Aveva la pessima abitudine di vestirsi mentre andava in cucina, in ritardo come al solito, e incespicò senza ritegno nella gamba penzolante dei jeans.
Riuscì ad aggrapparsi al corrimano con il braccio che non aveva ancora infilato nel maglione, e trattenne un'imprecazione, perché i gemelli stavano prendendo il vizio di ripetere tutto ciò che diceva indiscriminatamente. Stava creando dei mostri.
Raggiunta la cucina si fiondò verso il frigo, prendendo la bottiglia del latte e guardando di sfuggita i due bambini seduti al tavolo intenti a disegnare.
-Ehi,- Li apostrofò, pescando una tazza dalle mensole.-smettetela di perdere tempo e andate a prepararvi.-
I gemelli continuarono imperterriti a colorare.
-Ancora un minuto.- Ribatté Cathy, gli occhi appiccicati al foglio, mentre quasi disintegrava un pastello per la violenza con cui lo stava premendo sulla carta.

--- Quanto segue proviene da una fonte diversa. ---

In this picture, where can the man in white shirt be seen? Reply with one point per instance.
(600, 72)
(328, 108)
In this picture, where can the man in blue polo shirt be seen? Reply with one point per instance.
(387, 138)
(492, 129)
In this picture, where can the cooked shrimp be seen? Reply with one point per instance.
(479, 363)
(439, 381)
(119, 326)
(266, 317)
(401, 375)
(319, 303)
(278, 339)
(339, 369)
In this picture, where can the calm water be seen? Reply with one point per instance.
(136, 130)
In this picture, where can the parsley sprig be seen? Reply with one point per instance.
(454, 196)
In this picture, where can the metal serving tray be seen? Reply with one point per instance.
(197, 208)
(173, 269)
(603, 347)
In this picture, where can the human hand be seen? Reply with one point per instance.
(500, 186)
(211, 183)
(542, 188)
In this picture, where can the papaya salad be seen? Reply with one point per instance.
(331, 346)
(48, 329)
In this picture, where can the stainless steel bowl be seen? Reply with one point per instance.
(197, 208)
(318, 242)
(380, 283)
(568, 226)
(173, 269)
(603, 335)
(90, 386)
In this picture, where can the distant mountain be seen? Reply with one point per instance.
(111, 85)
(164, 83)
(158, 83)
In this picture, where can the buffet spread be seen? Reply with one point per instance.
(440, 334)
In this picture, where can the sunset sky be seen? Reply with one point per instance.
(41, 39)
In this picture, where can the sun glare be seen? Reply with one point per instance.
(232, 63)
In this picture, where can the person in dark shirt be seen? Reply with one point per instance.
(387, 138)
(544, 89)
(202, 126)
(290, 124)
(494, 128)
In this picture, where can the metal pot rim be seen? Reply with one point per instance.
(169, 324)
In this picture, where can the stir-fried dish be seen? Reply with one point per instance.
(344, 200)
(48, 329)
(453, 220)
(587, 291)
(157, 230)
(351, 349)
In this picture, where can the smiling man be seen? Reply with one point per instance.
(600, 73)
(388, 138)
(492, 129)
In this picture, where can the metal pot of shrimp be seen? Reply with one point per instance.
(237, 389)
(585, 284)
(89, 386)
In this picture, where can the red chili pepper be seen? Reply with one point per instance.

Richie non rispose - quella mattina non aveva né tempo, né voglia di discutere: era troppo impegnato ad inventare una scusa per non presentarsi all'incontro settimanale a casa di Beverly.
Dall'inizio di febbraio i Perdenti avevano iniziato ad organizzare un gruppo di studio per gli esami di ammissione al college, ma Richie non ci sarebbe andato. Dopo il diploma, sarebbe rimasto inchiodato a Derry, continuando a lavorare al bar e a badare al vecchio e grasso cane della vicina finché non fosse morto di diabete.
Ah, eccola la scusa che cercava. Era venerdì, e di venerdì faceva il dogsitter.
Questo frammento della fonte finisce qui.